Chapter 4 – U.S. “Containment” Strategy from Truman to Johnson - 1950 to 1968

NSC–68/1 and NSC–69/1 (August–September 1951 and the U.S. Defense Build-up to FY 1953. In NSC–68/1, Truman asked for a follow-up report due by August 1, 1950 on the approximate dollar costs of a five-year program to implement the actions recommended in NSC–68. The response was NSC–68/1—US Objectives and Programs for National Security, prepared by an ad-hoc group established by the NSC, that was delivered on September 21. Its preparation was interrupted by the outbreak of the Korean War in June (see next section) that was a severe shock to the U.S. and its allies. It reinforced the tough threat assessments of NSC–68 and projected costs, and produced consensus on a comprehensive U.S. Cold War strategy at senior levels of the U.S. government. NSC–68 /1 consisted of a cover document and ten annexes. It estimated FY 1951 national security programs totaling $35.3 billion and nearly doubling to $63.4 billion by FY 1953. Readers are encouraged to review specific U.S. programs in NSC 68/1 identified as: Military, Economic Assistance, Civilian Defense, Stockpiling, Information, Intelligence, and Internal Security, as well as sections on Long-Term Political and Economic Framework, Organization for Coordinating National Security Policies and Programs, and Economic Implications.
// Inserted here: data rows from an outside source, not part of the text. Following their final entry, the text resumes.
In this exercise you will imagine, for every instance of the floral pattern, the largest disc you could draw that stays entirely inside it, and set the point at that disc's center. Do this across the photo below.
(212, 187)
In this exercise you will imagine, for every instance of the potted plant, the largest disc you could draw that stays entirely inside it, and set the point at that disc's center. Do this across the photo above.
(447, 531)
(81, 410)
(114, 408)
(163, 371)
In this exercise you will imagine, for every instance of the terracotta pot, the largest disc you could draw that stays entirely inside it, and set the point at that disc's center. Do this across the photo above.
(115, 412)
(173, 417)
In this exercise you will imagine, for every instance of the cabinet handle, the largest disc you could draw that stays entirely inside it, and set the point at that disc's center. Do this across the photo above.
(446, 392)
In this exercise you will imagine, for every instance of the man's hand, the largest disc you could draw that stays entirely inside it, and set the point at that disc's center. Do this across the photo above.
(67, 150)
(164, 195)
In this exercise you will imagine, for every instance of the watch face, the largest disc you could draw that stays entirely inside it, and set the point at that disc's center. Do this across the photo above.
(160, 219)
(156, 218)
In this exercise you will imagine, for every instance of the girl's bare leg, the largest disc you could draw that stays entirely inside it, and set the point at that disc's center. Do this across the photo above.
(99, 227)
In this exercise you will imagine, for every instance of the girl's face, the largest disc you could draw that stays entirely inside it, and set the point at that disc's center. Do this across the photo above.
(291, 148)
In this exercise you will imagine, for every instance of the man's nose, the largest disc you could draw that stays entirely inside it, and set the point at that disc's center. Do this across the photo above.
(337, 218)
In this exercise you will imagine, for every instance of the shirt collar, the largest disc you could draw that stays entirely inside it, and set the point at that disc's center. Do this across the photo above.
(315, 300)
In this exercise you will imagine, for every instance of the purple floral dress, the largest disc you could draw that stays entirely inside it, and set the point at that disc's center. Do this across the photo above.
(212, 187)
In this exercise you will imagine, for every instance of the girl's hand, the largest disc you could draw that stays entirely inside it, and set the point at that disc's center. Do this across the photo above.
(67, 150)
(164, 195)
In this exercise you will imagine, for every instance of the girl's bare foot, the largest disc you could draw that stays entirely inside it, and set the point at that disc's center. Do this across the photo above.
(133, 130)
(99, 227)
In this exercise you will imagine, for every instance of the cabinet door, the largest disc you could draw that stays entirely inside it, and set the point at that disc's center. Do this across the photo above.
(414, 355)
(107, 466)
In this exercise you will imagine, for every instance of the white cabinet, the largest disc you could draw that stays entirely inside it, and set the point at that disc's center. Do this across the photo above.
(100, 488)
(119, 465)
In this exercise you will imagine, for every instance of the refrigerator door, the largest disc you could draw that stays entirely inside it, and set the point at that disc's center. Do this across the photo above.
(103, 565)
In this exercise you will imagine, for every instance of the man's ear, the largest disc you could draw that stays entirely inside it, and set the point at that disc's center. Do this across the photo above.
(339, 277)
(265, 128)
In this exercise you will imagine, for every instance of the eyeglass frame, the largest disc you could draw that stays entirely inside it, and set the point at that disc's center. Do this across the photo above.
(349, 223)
Follow-on NSC Documents and Declaration of a National Emergency Concerning “World Conquest by Communist Imperialism”—September to December 1950. Other NSC documents followed in developing a systematic comprehensive strategy to mobilize the nation for a long Cold War, including NSC–68/2 on September 30, 1950, NSC–68/3 on December 8, and NSC–68/4 on December 14. As Truman mobilized the nation, he directed further studies “with a view to increasing and speeding up the programs outlined.” He met with Congressional leaders on December 13, and on December 16, 1950, he issued a public Proclamation of a National Emergency, formally titled “Proclamation 2914: Proclaiming the Existence of a National Emergency.” The Proclamation minces no words about the threat of “communist imperialism” and the strength of U.S. resolve to secure “the Blessings of Liberty:”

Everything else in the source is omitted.